Monday, September 24, 2012

Day 873: All for Nothing?

I've said it before--this breast cancer stuff is sure a strange trip. Things that are promising and exciting can still manage to leave you with that sense of dread, or fear, or anger, or all three. Things like the fact that there is significant progress being made in figuring breast cancer out, as in REALLY figuring it out, not just talking about awareness and hope and bravery.

Several people have sent me a link to a story published in the New York Times about this research:

Those of us "lucky" enough to be survivors of this disease talk about what is behind this research all the time, even though we are not "experts." We know that this is not one disease. We tell each other, my cancer is so different than yours. I think to myself, I had none of the risk factors (except for early menses, long-term birth control pill use and recent pregnancy/nursing; those latter two having only recently entered the general conversation about risk factors) associated with estrogen-positive cancer. We question why some of us live and some of us die.

And lo and behold, when I talked about the fact that "triple negative breast cancer doesn't exist," it looks like I might have been right. And with that potential truth lies the possibility for treatment for TNBC that will be effective, rather than just a shot in the dark. And yet... how should I feel about learning this? And by this I mean THIS:

The study’s biggest surprise involved a particularly deadly breast cancer whose tumor cells resemble basal cells of the skin and sweat glands, which are in the deepest layer of the skin. These breast cells form a scaffolding for milk duct cells. This type of cancer is often called triple negative and accounts for a small percentage of breast cancer.

But researchers found that this cancer was entirely different from the other types of breast cancer and much more resembles ovarian cancer and a type of lung cancer. “It’s incredible,” said Dr. James Ingle of the Mayo Clinic, one of the study’s 348 authors, of the ovarian cancer connection. “It raises the possibility that there may be a common cause.”

There are immediate therapeutic implications. The study gives a biologic reason to try some routine treatments for ovarian cancer instead of a common class of drugs used in breast cancer known as anthracyclines. Anthracyclines, Dr. Ellis said, “are the drugs most breast cancer patients dread because they are associated with heart damage and leukemia.”

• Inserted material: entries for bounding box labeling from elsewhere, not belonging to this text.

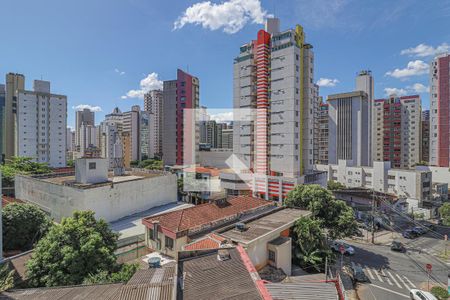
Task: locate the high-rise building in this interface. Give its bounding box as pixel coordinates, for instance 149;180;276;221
163;69;200;165
355;70;375;165
122;105;141;161
16;80;67;167
233;19;315;178
139;111;156;160
3;73;25;159
372;95;422;168
75;108;95;151
327;91;371;166
0;84;6;164
430;54;450;168
317;103;329;165
420;110;430;163
144;90;163;157
222;126;233;149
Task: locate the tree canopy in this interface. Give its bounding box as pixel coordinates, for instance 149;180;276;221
284;184;358;239
0;157;51;186
439;202;450;226
293;217;332;271
27;211;120;286
2;203;52;251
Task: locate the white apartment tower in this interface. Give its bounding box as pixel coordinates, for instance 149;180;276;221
233;19;318;178
144;90;163;157
429;53;450;168
355;70;375;165
16;80;67;167
327;91;371;166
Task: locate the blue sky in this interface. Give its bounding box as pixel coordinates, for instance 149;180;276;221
0;0;450;125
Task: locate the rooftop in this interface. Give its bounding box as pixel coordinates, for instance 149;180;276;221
24;171;166;189
0;265;176;300
220;208;311;244
178;248;262;300
142;196;273;233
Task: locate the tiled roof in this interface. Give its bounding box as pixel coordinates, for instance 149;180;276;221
183;233;225;250
178;248;262;300
142;196;273;233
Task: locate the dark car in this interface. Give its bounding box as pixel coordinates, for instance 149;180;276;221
391;241;406;252
411;226;427;235
402;229;417;239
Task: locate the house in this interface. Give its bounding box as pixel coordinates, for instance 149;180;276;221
142;196;275;258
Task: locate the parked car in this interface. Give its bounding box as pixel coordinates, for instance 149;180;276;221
352;265;369;282
391;241;406;252
402;229;417;239
409;289;438;300
331;241;355;255
411;226;427;235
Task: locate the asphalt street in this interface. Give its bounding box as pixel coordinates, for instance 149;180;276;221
345;241;449;300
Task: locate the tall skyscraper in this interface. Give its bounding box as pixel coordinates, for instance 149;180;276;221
372;95;422;168
233;19;315;178
420;110;430;163
163;69;200;165
16;80;67;167
0;84;6;164
328;91;371;166
122;105;141;161
3;73;25;159
75;108;95;151
355;70;375;165
430;54;450;168
144;90;163;157
317;103;329;165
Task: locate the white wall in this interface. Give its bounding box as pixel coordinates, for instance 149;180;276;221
15;174;177;222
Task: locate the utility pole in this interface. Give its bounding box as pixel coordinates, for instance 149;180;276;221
372;189;376;244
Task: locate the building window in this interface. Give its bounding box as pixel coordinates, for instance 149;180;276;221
269;250;276;263
165;236;173;250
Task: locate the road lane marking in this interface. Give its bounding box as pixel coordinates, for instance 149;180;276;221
386;271;403;289
381;270;393;285
374;270;384;282
366;268;375;280
403;275;416;289
369;283;409;299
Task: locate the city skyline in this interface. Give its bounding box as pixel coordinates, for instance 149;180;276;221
0;0;450;126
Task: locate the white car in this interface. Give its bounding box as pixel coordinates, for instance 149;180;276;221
409;289;438;300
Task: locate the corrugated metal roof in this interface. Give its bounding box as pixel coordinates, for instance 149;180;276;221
266;282;339;300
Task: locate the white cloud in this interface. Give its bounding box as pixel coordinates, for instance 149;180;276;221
386;60;430;78
173;0;271;34
121;72;163;99
316;78;339;87
400;43;450;57
114;68;125;76
72;104;102;112
406;83;430;94
211;111;233;123
384;88;407;96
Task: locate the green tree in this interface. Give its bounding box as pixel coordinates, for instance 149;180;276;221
430;286;448;300
2;203;52;251
327;180;345;191
26;211;118;286
0;157;51;186
439;202;450;226
0;264;15;293
284;184;358;238
83;263;139;284
293;217;332;271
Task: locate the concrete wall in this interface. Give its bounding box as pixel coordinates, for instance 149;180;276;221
15;174;177;222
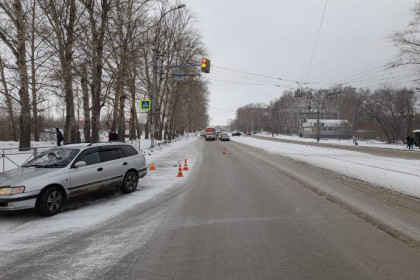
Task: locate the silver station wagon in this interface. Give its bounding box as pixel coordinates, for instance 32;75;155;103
0;143;147;216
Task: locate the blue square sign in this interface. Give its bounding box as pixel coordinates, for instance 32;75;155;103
140;99;152;112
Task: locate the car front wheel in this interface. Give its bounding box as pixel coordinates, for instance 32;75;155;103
37;187;64;217
121;171;139;193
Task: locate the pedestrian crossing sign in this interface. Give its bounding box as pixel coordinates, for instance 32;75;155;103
140;99;152;112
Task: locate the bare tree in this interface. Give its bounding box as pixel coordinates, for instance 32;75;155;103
80;0;111;142
0;0;31;149
0;53;18;141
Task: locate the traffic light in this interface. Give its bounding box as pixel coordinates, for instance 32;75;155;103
201;58;210;73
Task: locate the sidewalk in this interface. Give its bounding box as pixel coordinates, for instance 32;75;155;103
251;135;420;159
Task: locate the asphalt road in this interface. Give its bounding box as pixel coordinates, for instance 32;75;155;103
0;139;420;280
249;135;420;159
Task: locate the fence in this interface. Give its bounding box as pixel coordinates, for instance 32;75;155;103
0;146;54;172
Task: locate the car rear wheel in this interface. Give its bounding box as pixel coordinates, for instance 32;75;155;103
37;187;64;217
121;171;139;193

I mean, WOW. So maybe I have more in common with lung cancer and ovarian cancer patients than breast cancer survivors. Those two types of cancer are much deadlier, so that doesn't make me feel better. In the absurd land of cancer, I kind of liked being in the camp where a decent percentage of people survived for a long time. Moreover, it's possible that every single sentence that anyone utters about breast cancer--causes, risk factors, lifestyle fixes to prevent recurrence, treatment, survival rates--is completely meaningless for me and others like me.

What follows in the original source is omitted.